Che tumulto abitasse dentro a lui, si può immaginare, e come le leggi della struttura musicale gli stessero strette; tant’è vero che proprio nella Sinfonia Fantastica inventa una storia basata su emozioni, sensazioni al limite della ragione, evocazioni quasi esoteriche, che culminano in un finale parossistico dove un sabba di fantasmi e di streghe si sovrappone ad un liturgico Dies Irae suonato a pieni fiati. E ci si potrebbe anche aspettare un grande caos, ma non accade: una logica di connessioni visionarie fa germinare ogni episodio, ed anzi ogni battuta, dalla battuta e dall’evento interiore precedente, come se i singoli strumenti in interventi preziosi o tutta la gran massa dell’orchestra scandissero i suoi tempi mentali ed amorosi, gli odii, le frenesie, gli incantamenti, trasformandoli in musica purissima.
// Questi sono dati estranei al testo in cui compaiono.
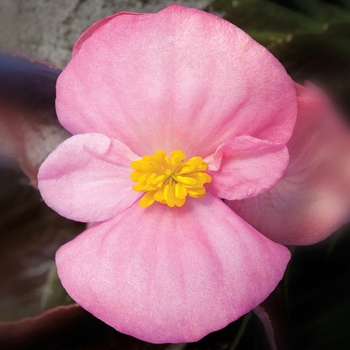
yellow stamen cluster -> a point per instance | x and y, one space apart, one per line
169 180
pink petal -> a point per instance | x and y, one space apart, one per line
171 274
175 80
312 200
87 178
246 166
91 30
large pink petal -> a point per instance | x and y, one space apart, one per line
312 200
178 79
171 274
87 178
245 166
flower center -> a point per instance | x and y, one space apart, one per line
169 180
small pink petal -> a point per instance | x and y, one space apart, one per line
87 178
172 80
171 274
246 166
312 199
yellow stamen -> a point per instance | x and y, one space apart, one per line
169 180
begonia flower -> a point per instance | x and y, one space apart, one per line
312 200
170 112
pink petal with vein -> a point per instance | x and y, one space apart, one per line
246 166
312 200
171 274
174 80
87 178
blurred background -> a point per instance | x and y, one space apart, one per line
311 307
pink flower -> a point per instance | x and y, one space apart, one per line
179 263
312 200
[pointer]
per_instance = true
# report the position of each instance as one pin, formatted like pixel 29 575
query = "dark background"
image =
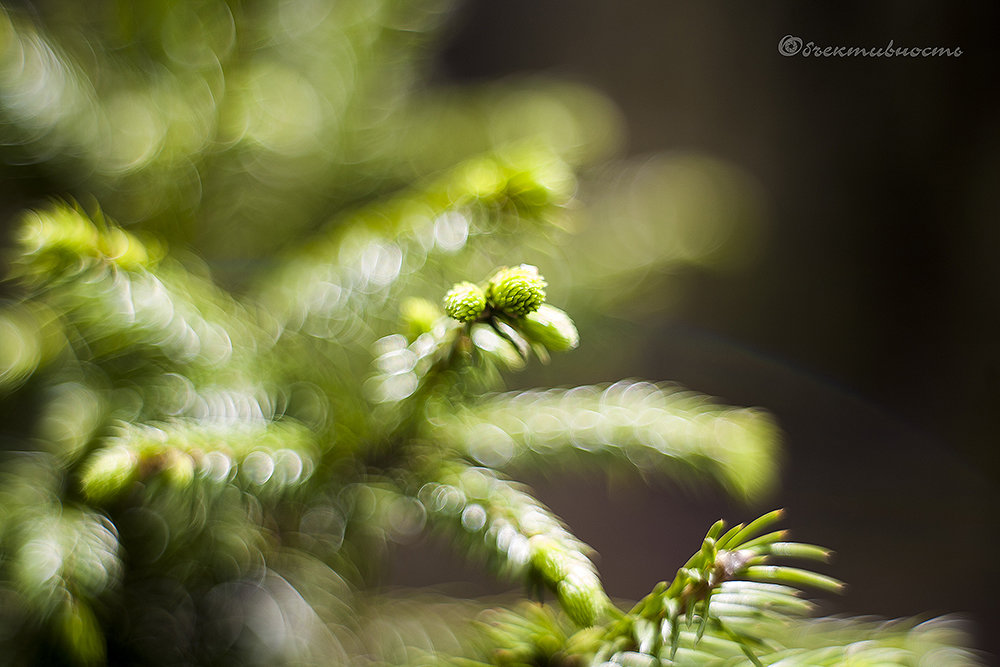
pixel 867 324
E si esegue così, da sola, affascinante pezzo di bravura. Ma Berlioz aveva aggiunto presto una seconda parte, Lélio, un dramma recitato da un attore, che dava conto in prima persona d’una vera autobiografia psicologica: la passione assoluta per Shakespeare, la maledizione alla critica che non capisce Shakespeare e i poeti del teatro e della musica, la voglia di farsi bandito accumulando nefandezze in cinica allegria, il ripensamento mistico e contemplativo della natura, il timore dell’illusione ed il rifugio nella musica, con la creazione abbozzata d’un grande e violento affresco sulla shakespeariana Tempesta. Tutto questo con un paio di cantanti solisti, un coro, e l’orchestra che separatamente o in stupefacente fusione si unisce alla voce. E nelle rare esecuzioni delle due creazioni unite, tra cui memorabile quella di Boulez con recitante Barrault, si aveva come un prolungamento doloroso, spasmodico, teso ad una nobile purificazione.
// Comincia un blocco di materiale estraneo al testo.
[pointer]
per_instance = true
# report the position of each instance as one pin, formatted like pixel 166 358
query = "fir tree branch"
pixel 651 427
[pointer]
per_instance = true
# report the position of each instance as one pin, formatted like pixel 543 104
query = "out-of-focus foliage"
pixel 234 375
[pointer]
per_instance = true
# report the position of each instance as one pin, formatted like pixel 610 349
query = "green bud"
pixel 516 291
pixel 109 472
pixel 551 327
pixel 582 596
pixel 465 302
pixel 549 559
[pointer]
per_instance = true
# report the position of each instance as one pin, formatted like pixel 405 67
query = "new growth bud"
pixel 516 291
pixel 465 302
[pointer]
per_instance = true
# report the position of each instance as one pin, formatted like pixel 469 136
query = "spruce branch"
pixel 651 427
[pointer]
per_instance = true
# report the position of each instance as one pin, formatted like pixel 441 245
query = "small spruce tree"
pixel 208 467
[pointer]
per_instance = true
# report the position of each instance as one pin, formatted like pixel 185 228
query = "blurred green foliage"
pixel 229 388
Con Riccardo Muti e le mirabili orchestre giovanili Cherubini e di Fiesole, il raffinatissimo tenore Zefferi, il convincentissimo baritono Franck Ferrari, il pianista Restani e il civilissimo coro giovanile dell'Opera di Vienna, e la presenza del mitico e amatissimo attore Gérard Depardieu, a Ravenna in Festival, si è andati oltre. Muti ha cercato la simultaneità della spaziosa e profetica vena ottocentesca di Berlioz con la sua radice affondata nei classici, da Gluck a Cherubini; Depardieu la grande declamazione tragica francese, mai enfatica, ma come rapita in un sogno di musica, con la libertà negli eccessi e la segreta ironia che li rende autentici. Lélio è parso non solo il compimento, ma la lettura critica, la misura, la rivelazione della Sinfonia. Ogni parola, ogni momento di Lélio faceva crescere non solo l’emozione, ma anche la memoria della sinfonia appena udita, saldandosi con impressionante pienezza. Per forza ci son state acclamazioni finali. Abbiamo vissuto da comprotagonisti l’evento straordinario d'un atto creativo che piega il tempo a specchio incandescente di se stesso.